I used to have 2 books with me to read on the plane, I’d have finished them before I even left the airport.

I now have a kindle app... but a magazine isn’t cutting into my time at all.

tabulahrasa · 15/05/2018 20:47

I’m just thinking here, about the prioritising and taking 4 hours to get ready for a coffee thing earlier in the thread.

It’s not that someone isn’t worth spending the time on that’s the issue, it’s that the only way I know I can guarantee I’ll definitely be on time for something is to plan for a worst possible time scenario and add to it, but, then if that all doesn’t happen, I’m really early.

If I’m meeting someone at a coffee shop, I can sit in my car for an hour, or just wait in the coffee shop, that’s fine, and when that happens I just suck it up, because it’s my own fault for not being able to work it out properly.

I can’t do that at someone’s house, so what’s worse?
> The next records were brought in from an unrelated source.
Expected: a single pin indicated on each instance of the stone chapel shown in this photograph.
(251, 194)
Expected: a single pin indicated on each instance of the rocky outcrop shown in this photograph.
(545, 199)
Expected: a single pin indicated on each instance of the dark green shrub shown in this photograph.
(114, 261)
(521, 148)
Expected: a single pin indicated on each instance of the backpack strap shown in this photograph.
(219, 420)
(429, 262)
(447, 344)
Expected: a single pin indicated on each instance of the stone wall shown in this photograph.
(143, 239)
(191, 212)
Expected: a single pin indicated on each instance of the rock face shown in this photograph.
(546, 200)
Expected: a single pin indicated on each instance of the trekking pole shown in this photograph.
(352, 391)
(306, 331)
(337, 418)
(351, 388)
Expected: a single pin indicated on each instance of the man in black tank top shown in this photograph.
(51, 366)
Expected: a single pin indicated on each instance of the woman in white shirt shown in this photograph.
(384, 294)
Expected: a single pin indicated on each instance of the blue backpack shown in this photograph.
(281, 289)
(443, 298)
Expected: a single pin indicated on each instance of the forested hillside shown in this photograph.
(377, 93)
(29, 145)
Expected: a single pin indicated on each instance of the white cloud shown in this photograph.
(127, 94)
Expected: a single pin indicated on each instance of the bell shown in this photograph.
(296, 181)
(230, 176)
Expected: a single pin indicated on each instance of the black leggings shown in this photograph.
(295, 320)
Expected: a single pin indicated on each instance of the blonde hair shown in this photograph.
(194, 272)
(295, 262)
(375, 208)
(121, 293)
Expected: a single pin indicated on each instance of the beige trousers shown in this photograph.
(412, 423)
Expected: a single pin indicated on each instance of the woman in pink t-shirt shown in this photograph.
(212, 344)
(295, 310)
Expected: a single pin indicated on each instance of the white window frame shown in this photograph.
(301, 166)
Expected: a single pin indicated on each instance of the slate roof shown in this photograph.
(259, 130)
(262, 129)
Being an hour early or 20 minutes late?

ScienceIsTruth · 15/05/2018 21:07

I'm often late, but it's never planned, & I really beat myself up about it because it's something that drives me mad too.
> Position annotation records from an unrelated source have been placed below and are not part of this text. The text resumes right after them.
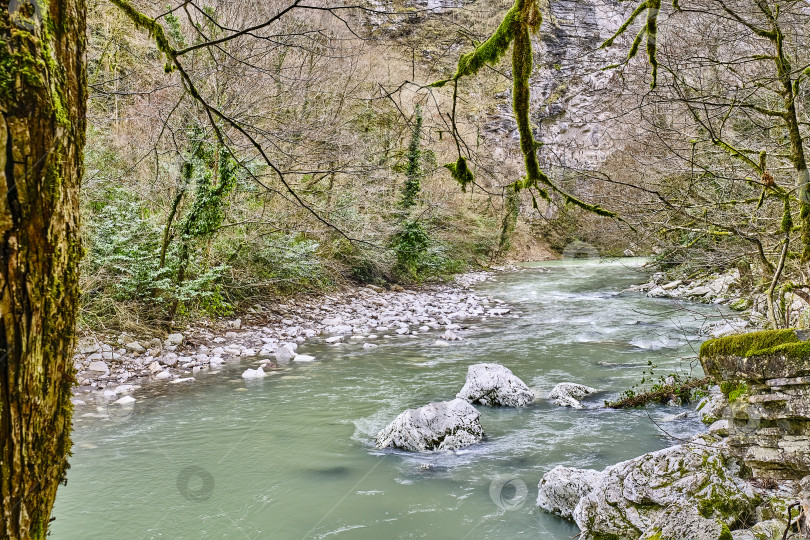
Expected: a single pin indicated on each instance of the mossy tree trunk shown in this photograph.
(42, 101)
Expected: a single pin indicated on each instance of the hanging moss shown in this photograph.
(751, 344)
(787, 220)
(460, 172)
(520, 22)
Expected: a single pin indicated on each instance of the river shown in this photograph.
(290, 456)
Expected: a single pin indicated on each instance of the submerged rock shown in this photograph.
(685, 491)
(494, 384)
(254, 373)
(562, 488)
(711, 408)
(446, 425)
(569, 394)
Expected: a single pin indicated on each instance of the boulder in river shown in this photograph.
(569, 394)
(446, 425)
(686, 491)
(257, 373)
(496, 385)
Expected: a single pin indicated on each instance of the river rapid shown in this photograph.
(291, 456)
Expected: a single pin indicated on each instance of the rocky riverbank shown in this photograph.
(113, 368)
(737, 482)
(725, 289)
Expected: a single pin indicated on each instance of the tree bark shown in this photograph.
(42, 134)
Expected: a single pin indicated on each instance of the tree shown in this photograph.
(42, 99)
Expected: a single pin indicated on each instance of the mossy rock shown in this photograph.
(757, 356)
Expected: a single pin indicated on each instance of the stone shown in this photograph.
(99, 366)
(719, 428)
(711, 408)
(685, 491)
(174, 339)
(569, 394)
(450, 336)
(495, 385)
(446, 425)
(766, 377)
(562, 488)
(135, 347)
(170, 359)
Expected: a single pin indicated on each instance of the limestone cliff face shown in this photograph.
(574, 97)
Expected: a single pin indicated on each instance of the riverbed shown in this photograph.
(291, 455)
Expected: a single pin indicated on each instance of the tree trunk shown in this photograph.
(42, 100)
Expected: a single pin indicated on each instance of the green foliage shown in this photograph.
(787, 220)
(733, 390)
(672, 387)
(410, 245)
(122, 261)
(518, 24)
(413, 172)
(289, 263)
(460, 172)
(751, 344)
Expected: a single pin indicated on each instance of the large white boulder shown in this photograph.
(569, 394)
(686, 491)
(712, 407)
(494, 384)
(446, 425)
(257, 373)
(562, 488)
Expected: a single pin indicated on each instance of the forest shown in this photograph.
(245, 236)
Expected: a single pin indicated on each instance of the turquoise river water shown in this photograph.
(291, 456)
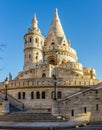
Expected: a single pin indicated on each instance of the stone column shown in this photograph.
(4, 107)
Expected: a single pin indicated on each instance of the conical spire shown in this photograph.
(56, 26)
(35, 22)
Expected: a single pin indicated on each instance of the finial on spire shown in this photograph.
(34, 16)
(34, 22)
(56, 11)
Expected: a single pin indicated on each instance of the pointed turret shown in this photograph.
(34, 22)
(56, 27)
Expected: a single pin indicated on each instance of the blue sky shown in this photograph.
(81, 21)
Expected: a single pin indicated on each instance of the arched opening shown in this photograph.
(85, 110)
(30, 40)
(23, 95)
(63, 61)
(52, 60)
(52, 95)
(32, 95)
(36, 40)
(59, 95)
(19, 95)
(72, 112)
(43, 95)
(37, 95)
(43, 75)
(52, 43)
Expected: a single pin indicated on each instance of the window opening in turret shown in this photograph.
(72, 112)
(29, 56)
(30, 40)
(52, 95)
(37, 95)
(32, 95)
(97, 107)
(36, 40)
(85, 110)
(43, 95)
(19, 95)
(43, 75)
(52, 43)
(23, 95)
(59, 95)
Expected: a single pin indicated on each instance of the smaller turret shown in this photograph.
(34, 41)
(35, 23)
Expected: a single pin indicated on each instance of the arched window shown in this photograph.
(43, 95)
(43, 75)
(72, 112)
(52, 95)
(52, 43)
(59, 95)
(29, 56)
(32, 95)
(23, 95)
(19, 95)
(85, 110)
(36, 57)
(36, 40)
(97, 107)
(30, 40)
(37, 95)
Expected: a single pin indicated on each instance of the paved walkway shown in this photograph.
(40, 125)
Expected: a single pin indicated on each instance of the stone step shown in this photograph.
(28, 117)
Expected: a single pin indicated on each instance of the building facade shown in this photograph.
(51, 70)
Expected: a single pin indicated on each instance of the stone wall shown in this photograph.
(83, 106)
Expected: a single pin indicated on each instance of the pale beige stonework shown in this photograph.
(45, 57)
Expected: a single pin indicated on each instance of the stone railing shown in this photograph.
(49, 82)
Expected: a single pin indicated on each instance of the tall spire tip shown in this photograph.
(56, 11)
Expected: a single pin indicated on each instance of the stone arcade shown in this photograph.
(52, 79)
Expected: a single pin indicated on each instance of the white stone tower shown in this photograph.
(57, 49)
(34, 41)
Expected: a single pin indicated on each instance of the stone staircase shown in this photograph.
(28, 117)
I'm on medication that really affects my memory, I also get easily distracted and don't realise the time, and sometimes it's because I've fallen asleep when I've sat down to have a rest.

I've forgotten, or been late for: appointments, parties, tax returns, parent meetings, school trips, to pick my children up. Everything really.
It gets me down so much that I sometimes can't see the point in carrying on (as I am also in pain permanently, which is exhausting).

I really try to not be late, I use reminders on my phone & alarms, etc, but I don't always hear it or have it with me. It has NOTHING to do with the person I'm seeing.
I'd say I'm late probably 60% of the time; these are the times when I've fallen asleep or not heard my alarm, etc.